Be it in relation to DWI or another criminal offense, an idea has to run the gauntlet called the North Carolina legislative system before it becomes law. After a state law has been passed, cities gain the power to enforce it on their own terms—as long as enforcement doesn't come into conflict with the law itself.
The process of creating laws at the state level is relatively the same as how the federal government does so: draft a bill, read it, get it approved in committee, read it some more, adopt it, submit it to the head honcho, and get it signed. This is, of course, an oversimplification of a legislative Rube Goldberg machine, but this is the basic idea.

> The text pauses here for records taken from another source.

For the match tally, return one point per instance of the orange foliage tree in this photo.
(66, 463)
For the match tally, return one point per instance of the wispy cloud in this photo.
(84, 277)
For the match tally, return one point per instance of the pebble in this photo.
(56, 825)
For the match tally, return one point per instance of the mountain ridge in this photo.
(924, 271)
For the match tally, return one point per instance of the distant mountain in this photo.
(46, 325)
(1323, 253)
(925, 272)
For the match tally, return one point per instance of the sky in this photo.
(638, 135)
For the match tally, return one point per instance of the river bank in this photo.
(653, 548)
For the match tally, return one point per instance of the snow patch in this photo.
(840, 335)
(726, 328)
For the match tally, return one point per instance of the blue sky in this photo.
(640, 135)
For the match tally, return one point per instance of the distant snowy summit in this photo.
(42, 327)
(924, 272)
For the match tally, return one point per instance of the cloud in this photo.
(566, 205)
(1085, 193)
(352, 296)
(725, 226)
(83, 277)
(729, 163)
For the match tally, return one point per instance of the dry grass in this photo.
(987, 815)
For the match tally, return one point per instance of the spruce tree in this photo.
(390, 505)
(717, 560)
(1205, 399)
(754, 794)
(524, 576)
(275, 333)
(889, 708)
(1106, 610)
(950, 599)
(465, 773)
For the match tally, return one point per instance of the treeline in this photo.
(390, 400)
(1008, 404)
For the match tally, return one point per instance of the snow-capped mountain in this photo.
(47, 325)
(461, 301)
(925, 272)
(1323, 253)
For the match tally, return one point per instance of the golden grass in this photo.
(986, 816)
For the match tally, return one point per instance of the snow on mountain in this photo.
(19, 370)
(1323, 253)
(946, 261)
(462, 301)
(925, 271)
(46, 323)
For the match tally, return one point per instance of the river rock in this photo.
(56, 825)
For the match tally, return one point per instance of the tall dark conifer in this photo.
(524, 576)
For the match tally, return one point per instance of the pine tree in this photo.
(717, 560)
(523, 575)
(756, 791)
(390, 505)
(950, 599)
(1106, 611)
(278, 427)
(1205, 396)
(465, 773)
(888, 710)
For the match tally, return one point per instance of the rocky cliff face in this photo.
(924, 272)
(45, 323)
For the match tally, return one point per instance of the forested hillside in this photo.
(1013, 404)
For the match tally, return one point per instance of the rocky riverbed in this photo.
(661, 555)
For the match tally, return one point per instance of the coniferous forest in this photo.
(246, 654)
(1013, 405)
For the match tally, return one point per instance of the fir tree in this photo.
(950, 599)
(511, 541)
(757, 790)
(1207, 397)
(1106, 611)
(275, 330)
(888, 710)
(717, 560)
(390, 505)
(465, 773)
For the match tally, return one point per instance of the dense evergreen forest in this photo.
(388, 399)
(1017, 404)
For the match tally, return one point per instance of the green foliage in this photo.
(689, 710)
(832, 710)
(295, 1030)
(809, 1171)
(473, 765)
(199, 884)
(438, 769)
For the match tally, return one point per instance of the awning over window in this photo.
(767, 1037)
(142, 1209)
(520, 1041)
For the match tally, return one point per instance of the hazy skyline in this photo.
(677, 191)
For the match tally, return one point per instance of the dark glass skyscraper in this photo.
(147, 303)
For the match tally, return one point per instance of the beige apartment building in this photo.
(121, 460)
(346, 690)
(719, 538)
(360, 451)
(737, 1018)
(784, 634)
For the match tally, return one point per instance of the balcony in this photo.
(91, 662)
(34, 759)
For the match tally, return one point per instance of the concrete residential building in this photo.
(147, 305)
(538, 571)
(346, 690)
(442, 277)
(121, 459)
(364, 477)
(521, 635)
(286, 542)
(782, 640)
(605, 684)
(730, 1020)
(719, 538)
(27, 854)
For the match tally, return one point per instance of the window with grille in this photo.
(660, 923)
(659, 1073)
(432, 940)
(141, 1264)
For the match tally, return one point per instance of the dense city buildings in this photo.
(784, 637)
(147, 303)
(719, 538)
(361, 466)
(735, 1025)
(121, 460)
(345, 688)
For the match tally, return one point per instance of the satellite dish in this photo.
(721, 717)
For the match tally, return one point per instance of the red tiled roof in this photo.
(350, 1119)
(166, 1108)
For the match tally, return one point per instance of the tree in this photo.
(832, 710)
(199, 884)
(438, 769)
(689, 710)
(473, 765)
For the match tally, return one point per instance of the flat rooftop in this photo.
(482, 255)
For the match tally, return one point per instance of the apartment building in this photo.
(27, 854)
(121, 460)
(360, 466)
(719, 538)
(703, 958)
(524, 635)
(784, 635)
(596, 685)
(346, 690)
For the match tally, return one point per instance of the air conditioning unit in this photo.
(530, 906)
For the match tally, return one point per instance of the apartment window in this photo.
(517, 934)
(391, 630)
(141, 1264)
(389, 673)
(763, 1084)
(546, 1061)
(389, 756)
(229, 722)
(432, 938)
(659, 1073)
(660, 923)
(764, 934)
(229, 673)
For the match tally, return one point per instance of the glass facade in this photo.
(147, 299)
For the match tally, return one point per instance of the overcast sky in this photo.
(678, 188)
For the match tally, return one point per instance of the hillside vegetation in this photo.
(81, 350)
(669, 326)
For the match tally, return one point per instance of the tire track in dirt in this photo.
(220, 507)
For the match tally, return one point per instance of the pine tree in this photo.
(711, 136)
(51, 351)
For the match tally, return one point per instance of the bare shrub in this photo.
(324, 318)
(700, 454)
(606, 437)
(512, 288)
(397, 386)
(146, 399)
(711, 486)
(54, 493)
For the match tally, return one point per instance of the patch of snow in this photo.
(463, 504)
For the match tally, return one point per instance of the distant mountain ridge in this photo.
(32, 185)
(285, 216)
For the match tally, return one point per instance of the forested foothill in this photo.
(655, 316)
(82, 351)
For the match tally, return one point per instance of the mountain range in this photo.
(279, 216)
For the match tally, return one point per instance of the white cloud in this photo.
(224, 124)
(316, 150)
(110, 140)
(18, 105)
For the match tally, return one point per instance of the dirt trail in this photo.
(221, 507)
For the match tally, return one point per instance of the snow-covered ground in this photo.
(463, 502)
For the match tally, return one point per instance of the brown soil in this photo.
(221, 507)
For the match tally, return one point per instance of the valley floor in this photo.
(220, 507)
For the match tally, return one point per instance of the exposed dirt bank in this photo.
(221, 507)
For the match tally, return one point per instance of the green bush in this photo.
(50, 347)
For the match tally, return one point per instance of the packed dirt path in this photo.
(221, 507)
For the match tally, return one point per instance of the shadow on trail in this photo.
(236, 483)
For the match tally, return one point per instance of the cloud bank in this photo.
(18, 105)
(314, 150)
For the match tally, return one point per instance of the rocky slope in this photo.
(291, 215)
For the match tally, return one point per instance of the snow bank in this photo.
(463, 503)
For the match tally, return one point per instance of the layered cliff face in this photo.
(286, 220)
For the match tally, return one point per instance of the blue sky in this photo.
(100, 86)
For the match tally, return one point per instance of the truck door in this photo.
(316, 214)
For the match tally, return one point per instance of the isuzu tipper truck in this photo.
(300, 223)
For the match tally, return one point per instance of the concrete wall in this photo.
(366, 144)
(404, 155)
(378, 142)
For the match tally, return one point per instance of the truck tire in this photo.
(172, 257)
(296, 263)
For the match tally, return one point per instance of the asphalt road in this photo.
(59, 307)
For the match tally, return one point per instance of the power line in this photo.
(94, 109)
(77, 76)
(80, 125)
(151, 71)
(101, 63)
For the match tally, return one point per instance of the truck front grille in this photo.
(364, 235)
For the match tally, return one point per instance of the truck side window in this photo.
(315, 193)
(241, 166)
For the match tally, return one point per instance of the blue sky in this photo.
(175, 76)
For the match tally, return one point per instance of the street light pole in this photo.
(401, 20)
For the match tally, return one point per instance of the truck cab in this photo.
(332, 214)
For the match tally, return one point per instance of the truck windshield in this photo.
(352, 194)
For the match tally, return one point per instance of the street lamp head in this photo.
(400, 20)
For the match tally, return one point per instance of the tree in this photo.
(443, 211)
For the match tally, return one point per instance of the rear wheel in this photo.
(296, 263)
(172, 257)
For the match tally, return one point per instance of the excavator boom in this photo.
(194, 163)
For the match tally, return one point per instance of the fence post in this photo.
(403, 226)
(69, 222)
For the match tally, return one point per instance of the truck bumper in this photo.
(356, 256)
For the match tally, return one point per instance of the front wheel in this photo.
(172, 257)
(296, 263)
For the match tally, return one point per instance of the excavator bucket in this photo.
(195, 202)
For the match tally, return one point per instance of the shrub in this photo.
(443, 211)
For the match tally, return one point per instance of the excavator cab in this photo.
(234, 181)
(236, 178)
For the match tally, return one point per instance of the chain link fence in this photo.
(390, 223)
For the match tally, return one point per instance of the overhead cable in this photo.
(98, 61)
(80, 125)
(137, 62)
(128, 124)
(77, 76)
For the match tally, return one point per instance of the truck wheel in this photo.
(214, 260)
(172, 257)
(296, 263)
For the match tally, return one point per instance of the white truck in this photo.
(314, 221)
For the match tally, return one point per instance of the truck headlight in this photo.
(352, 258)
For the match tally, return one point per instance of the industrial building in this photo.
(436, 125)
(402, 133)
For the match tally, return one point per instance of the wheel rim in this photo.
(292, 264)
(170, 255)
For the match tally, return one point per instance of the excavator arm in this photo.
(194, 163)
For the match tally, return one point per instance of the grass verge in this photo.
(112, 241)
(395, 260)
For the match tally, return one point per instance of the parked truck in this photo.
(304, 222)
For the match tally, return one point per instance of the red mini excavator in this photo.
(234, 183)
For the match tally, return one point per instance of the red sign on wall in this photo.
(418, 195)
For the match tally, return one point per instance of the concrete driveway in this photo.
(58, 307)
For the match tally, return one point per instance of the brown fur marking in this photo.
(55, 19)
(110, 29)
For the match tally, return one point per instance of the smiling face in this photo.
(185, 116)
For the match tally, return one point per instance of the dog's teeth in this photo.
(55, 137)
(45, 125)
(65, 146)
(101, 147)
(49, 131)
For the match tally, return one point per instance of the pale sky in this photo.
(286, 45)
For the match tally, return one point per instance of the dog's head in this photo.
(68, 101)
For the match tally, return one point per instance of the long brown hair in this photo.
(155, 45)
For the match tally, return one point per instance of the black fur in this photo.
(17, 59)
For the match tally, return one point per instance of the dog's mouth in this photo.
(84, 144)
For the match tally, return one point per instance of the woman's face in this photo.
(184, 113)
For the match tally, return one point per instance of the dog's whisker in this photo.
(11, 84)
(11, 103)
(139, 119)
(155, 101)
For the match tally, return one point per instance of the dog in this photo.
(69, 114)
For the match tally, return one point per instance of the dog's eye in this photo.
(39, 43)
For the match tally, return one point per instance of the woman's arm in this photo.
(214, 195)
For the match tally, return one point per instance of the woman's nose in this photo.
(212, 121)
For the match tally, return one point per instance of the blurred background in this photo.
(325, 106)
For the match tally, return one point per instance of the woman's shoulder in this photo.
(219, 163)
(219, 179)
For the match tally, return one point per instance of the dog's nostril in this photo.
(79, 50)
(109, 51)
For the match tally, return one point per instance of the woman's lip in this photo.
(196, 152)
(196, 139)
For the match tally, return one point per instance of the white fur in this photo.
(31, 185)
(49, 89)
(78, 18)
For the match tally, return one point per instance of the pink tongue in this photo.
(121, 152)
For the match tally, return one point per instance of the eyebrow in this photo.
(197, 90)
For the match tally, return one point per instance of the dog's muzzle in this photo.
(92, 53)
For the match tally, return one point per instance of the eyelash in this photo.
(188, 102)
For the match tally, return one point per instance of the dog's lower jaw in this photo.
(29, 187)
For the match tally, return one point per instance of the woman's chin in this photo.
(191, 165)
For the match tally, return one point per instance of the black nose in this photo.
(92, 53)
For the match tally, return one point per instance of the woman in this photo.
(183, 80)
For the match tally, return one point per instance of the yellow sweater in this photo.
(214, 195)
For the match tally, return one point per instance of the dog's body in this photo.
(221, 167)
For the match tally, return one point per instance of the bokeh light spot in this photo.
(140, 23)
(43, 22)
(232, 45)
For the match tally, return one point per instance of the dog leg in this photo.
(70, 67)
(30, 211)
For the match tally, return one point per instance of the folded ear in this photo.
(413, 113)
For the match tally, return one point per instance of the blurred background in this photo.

What most people don’t know is that many laws are born from the ideas of private citizens or groups. According to the General Assembly's nifty flowchart, some laws start as the brainchild of a concerned citizen or group's mind. Mothers Against Drunk Driving (MADD), for instance, pioneered DWI legislation in various states in part by using a popular writer's death to justify the initiative.
That writer was Margaret Mitchell, the woman behind Gone With The Wind. In 1949, as she was crossing a street with her husband in Atlanta, a taxi driver named Hugh Gravitt struck Mitchell by accident while driving impaired. Mitchell was the first DWI fatality to have made the front pages. You don’t have to be a lawmaker to change the law – you just have to have the right idea.